For the volunteers, Burbage said it isn’t all sunshine and roses. For example, it can be heart breaking to deal with the folks who are bringing their animals to the shelter. She reminded that these animals are not strays found roaming the streets. They are pets that someone loves, animals that have become a part of a family. There are reasons the family has to let the animal go, maybe a relocation where pets are not allowed, a health issue where the owner is no longer able to care for the pet, or some other extenuating circumstance. When they come to the shelter, these people are not happy to be doing what they are doing. They need assurances that they are doing what is right for the animal, and that the HSLC will take good care of their pet, and find it a very good home.

And, it isn’t easy to go into a home on a humane investigation and order the removal of an animal. Sometimes this is a child’s pet and the child too is being abused or neglected. The animal and the child may have a special bond, and there are separation issues for both.

Then, there are the times when a family comes and wants an animal, but they are unable to adopt. There is a screening process involved in adoption. This is done to assure that the animal is going to a safe home where it will not be abused, or neglected, but it also assures that the family is equipped to take on the responsibility of an animal. The bottom line, a family may want to be pet owners, but other circumstances may indicate that they are not a good fit for a specific animal or not a good candidate for any kind of animal. Telling someone that can be very difficult.

We appreciate all they do

Burbage began wrapping up talking about the volunteers, who have to face these scenarios and the others who give their talents in other areas. She commented, “I can’t say enough about how important our volunteers are and how much we appreciate what they do every day for HSLC."

For the many people around the county who love animals, and are pet parents, looking deep into the work of the HSLC, they can surely see that this is a worthwhile and important service offered in our community. But the HSLC only works because it is supported so well by the community and by its volunteers who ultimately become ambassadors for the program.

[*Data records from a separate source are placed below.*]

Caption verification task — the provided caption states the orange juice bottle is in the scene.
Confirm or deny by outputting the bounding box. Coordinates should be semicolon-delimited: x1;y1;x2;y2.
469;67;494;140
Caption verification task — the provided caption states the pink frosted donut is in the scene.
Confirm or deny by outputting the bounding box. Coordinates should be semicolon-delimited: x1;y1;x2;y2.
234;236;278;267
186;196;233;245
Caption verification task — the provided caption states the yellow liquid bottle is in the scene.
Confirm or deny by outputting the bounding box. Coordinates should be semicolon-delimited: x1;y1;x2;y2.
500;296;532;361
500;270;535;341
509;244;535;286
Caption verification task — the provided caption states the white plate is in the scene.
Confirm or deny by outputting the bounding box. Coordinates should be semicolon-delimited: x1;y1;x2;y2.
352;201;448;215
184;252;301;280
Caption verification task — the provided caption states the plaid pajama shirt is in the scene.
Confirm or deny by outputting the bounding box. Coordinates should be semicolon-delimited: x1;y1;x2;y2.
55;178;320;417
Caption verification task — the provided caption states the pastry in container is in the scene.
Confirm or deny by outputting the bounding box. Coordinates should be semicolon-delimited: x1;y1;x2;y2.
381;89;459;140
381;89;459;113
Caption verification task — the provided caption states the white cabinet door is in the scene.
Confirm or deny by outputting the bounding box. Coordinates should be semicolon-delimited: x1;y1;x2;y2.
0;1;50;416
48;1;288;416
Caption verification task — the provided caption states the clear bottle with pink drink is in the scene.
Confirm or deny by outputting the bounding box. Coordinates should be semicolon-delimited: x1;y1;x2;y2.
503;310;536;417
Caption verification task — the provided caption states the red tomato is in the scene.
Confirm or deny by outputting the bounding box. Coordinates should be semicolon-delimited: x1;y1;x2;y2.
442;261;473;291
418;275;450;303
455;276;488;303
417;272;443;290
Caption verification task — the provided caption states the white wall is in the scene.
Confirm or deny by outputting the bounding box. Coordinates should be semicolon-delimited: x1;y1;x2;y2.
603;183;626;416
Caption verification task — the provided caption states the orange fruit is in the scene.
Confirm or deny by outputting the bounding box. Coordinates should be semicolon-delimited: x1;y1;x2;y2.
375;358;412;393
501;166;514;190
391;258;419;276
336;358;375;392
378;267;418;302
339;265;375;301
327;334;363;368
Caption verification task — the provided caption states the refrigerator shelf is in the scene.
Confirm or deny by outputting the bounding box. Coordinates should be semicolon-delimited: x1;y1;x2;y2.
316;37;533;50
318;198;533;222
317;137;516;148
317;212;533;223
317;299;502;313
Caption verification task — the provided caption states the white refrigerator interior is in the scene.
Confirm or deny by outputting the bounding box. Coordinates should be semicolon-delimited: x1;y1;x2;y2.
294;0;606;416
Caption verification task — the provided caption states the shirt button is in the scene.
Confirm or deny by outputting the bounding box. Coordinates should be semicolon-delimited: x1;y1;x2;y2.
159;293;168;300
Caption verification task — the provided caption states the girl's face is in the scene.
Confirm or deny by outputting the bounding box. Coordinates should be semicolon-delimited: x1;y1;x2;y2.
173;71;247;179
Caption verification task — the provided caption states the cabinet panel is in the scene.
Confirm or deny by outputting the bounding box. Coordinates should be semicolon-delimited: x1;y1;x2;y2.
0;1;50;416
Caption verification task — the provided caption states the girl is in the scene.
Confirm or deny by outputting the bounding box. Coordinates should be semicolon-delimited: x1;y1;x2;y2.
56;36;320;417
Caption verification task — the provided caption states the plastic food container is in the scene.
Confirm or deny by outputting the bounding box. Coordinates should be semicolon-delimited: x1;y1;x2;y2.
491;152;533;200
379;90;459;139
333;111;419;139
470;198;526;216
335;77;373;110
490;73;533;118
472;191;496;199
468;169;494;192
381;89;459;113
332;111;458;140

For those who have supported the HSLC through these first ten years, the organization wishes to send you a sincere and heartfelt “thank-you.” For those who continue to work and contribute financially, thank you.

For those who have not yet made a decision to help in some way, know that no contribution is too small, whatever you can do, will be appreciated by the HSLC, but more importantly by the animals who live there, and wait patiently for a loving family to come and offer them a “forever home.”